Tips for Breaking Bad News
As a parent, your natural instinct is to protect your child from painful experiences. But when something tragic occurs at home, close to home, or out in the world—a grandparent or pet dies, you lose your job or get a divorce, a school shooting occurs—shielding your child from the difficult emotions that accompany these life events is not what’s best for them. Are you and your child equipped to communicate effectively when disaster strikes?
Consider the following tips to help guide you through breaking bad news to your kids.
- First, try to distinguish your emotions about the news from your feelings about what to tell your kids. It’s always harder to talk about bad news when it’s an emotional issue for you.
- Be open to your kids’ reactions. Some may cry.
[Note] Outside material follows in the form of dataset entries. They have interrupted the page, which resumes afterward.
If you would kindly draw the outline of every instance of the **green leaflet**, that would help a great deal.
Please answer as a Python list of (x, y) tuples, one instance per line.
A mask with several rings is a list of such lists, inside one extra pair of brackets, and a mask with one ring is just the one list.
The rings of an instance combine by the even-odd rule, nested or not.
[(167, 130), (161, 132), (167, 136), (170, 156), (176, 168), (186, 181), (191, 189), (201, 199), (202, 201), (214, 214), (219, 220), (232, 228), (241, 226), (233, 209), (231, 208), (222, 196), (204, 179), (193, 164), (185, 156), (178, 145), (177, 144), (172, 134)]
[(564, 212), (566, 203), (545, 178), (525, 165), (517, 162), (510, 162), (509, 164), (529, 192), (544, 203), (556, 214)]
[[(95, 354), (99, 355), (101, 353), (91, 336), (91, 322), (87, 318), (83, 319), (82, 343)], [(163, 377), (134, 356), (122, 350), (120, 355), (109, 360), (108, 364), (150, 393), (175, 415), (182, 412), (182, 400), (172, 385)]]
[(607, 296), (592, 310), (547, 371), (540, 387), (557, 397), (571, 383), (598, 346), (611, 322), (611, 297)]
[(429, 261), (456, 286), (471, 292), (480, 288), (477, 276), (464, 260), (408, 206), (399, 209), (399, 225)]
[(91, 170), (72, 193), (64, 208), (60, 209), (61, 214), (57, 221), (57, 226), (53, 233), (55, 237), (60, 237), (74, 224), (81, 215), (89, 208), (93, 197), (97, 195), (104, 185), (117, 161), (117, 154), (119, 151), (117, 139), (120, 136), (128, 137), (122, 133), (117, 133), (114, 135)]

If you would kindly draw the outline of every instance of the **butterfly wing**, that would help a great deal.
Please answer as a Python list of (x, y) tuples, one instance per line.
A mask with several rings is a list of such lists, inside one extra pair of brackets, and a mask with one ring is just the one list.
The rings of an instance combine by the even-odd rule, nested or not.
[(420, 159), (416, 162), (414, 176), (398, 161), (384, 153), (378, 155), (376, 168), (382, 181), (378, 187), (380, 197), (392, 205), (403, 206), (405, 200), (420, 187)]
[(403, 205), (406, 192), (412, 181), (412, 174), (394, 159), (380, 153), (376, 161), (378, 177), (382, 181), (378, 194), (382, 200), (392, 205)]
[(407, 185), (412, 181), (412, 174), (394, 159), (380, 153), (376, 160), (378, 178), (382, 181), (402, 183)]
Others may get angry. Some may not seem to react at all. Don’t read too much into your child’s initial reaction. For some kids, it takes awhile for the news to sink in.
- Give information according to your child’s age. Younger children will require less information than older teenagers. After sharing information, answer any questions your kids may have.
- Reassure your kids. When bad things happen, they need to hear that you love them and that you’re there for them. If you’re uncertain how long you can be there for your children (such as when you receive a terminal prognosis), make sure they know of other caring, trusted adults who will also be there for them.
- Talk about what the bad news means for them personally. Be as clear as possible about how the bad news will make their life change—or not change. Older kids will want to know more details about this than younger kids.